Als Managed Service Provider hat sich Cyberlink auf die Infrastruktur-Dienste Connectivity, Datacenter und Security fokussiert. Im Gespräch mit ICTkommunikation erläutert Michal Fiel, CMO bei Cyberlink, unter anderem die grossen Herausforderungen an einen IT-Dienstleister, den Kundenunternehmen dabei unter die Arme zu greifen, dass sie sich trotz des grossen Digitalisierungsdruckes voll auf ihr Kerngeschäft konzentrieren können. Und warum Agilität und schnelles Reagieren Cyberlink auszeichnet. Interview: Karlheinz Pichler ICTKommunikation

Michael Fiel: Nachdem sich Cyberlink vor rund fünf Jahren aus dem Privatkundengeschäft verabschiedet hat, liegt der Fokus als Managed Service Provider heute ganz auf infrastrukturbasierten Dienstleistungen aus Telekom und IT für Unternehmen. Mit Internet-Access-Lösungen, Connectivity, Standortvernetzungen, Managed Security und Datacenter-Infrastruktur-Services sind Sie relativ breit aufgestellt.

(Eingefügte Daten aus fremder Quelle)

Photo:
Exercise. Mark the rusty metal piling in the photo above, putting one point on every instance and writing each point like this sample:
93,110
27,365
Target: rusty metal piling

ICTkommunikation: Haben Sie die Ausrichtung auf ausschliesslich das Business-Segment jemals bereut? Gibt es vom organisatorischen Umbau her gesehen keine Nachwirkungen mehr?

Michael Fiel: Die Neuausrichtung war absolut die richtige Entscheidung. Cyberlink hat sich auf seine Stärken konzentriert und bietet heute qualitativ hochstehende Produkte mit der höchstmöglichen Verfügbarkeit an. Alle unsere Produkte werden jederzeit überwacht und jede kleinste Störung wird sofort registriert. Da wir uns in drei Kernbereichen - Connectivity, Datacenter und Security – bewegen, sind wir auch nicht wirklich „breit“ aufgestellt, sondern können uns voll auf diese Infrastrukturdienste konzentrieren. Dadurch konnten wir insbesondere im Support unser Know-how massiv in der Tiefe verbessern, während wir früher auch in der Breite, vor allem im Bereich von Applikationen für Endkunden (TV, Telefonie…) Supportleistungen erbringen mussten. Auch unsere technischen Systeme (OSS) konnten wir voll auf die Anforderungen von Geschäftskunden optimieren.

ICTkommunikation: Welches würden Sie heute als das Kerngeschäft von Cyberlink bezeichnen. Aus welchen Anwendungsbereichen kommen Ihre wichtigsten Kunden?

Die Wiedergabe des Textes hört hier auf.